Da wird schon mal so pro forma die Firma Vanguard abgeheuert , es könnte ja sein dass das eigene Personal krank wird oder gleich ganz kündigt und da muss ja vorbereitet sein.
Gestern noch verkündete Dr. Bracht im Fernsehn das man es ja nur gut meine und sich aus Sorge um die Patientensicherheit einen Privatendienstleister in sitller Reserve leiste .
Heute war zu erfahren das er uns Bürger wieder mal liebevoll auf den Arm nehmen will, den still und heimlich wurden jetzt die Pflegeleistungen der. "Bettenführende Stationen" die Fa. SGR vergeben.
Aufgaben die eigentlich das eigene Tochterunternehmen , die MKK- Service GmbH, im Auftrag hat.
Offenbar hat man immer noch genug Geld um Dienstleistungen gleich an 2 Unternehmen zu vergeben. Doppelbeauftragung nennt man das und anscheinend ist kein Preis zu hoch die eigenen Beschäftigten los zuwerden .
Getreu dem Motto " Wir sparen, koste es was es wolle "
Ich würde vorschlagen das man sicherheitshalber einen zweten Geschäftführer einstellt, falls Herr Dr. Bracht mal krank feiert oder keine Lust mehr hat die Öffentlichkeit auf dem Arm zutragen.

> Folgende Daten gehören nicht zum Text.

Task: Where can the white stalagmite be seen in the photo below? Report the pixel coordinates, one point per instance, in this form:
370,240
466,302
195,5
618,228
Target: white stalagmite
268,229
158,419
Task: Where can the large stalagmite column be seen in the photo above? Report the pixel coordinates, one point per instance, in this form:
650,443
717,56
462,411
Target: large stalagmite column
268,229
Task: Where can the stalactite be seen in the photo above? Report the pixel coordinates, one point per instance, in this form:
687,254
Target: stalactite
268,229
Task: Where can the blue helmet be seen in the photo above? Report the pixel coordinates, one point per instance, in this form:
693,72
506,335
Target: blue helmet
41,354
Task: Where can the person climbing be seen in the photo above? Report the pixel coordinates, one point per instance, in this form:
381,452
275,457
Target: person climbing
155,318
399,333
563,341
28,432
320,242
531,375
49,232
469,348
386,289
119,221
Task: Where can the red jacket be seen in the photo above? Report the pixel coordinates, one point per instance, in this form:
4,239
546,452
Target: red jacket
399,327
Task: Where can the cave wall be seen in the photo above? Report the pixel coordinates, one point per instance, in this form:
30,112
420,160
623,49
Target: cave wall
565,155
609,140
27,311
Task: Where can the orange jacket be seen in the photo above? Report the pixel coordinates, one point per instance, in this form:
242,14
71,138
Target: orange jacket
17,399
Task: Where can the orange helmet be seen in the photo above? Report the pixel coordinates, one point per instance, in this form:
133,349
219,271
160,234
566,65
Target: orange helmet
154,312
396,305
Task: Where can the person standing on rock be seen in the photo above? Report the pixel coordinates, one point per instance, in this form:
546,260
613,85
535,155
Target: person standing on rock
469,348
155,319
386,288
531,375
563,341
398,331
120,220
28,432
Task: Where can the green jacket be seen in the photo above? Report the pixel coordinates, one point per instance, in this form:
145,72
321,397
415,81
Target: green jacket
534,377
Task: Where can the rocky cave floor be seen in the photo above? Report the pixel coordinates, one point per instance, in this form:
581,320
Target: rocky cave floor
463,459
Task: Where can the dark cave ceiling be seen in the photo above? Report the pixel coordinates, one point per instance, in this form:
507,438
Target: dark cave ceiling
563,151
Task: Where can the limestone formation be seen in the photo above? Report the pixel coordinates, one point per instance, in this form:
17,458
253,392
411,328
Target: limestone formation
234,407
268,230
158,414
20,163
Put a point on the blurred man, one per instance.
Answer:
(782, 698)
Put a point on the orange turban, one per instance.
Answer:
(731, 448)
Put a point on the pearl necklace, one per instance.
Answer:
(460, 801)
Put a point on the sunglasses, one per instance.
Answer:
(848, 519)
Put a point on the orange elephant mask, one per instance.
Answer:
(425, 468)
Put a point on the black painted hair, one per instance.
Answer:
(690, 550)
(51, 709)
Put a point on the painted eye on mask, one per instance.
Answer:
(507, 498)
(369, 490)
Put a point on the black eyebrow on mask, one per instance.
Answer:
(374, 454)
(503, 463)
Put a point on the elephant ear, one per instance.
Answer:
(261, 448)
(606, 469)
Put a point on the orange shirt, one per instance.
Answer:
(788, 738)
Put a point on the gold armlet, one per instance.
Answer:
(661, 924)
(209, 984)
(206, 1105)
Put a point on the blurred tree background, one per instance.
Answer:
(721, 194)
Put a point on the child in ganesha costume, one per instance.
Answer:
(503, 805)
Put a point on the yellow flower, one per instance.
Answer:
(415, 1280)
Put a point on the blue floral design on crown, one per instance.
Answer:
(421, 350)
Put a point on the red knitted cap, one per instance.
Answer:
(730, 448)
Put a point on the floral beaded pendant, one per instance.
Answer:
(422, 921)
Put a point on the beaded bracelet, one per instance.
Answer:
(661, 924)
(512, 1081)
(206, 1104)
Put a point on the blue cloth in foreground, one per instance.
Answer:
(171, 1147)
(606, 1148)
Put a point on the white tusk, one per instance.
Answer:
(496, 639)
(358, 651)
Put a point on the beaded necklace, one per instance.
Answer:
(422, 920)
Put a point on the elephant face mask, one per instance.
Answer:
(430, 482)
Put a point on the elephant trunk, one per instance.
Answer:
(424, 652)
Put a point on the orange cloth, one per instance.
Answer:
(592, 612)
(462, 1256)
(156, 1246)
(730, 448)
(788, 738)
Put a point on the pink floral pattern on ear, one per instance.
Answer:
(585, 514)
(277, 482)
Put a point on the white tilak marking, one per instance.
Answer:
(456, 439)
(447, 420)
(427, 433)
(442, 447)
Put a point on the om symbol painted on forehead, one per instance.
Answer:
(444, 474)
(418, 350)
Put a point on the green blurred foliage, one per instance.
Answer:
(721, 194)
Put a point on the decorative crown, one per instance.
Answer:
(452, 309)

Okay, 15 Prozent mehr Beschäftigte im JWK... Wie viele Personen sind das denn absolut? Und wie viele Personen werden in Lübbecke und Rahden dann entlassen, weil dort nicht mehr sterilisiert wird?

Die Informationen zu Vanguard lesen sich wie direkt aus der Broschüre des Herstellers abgeschrieben...

Solange sich die Ärzte die Hände waschen und regelmässig die Bude auf Krankenhauskeime überprüft wird okay. Aber nach all dem was man so vom JWK hört finde ich es ulkig gerade da sterilisieren zu lassen. Hatte man das etwa vorher GAR nicht getan? Die Meldung lest sich so eigenartig.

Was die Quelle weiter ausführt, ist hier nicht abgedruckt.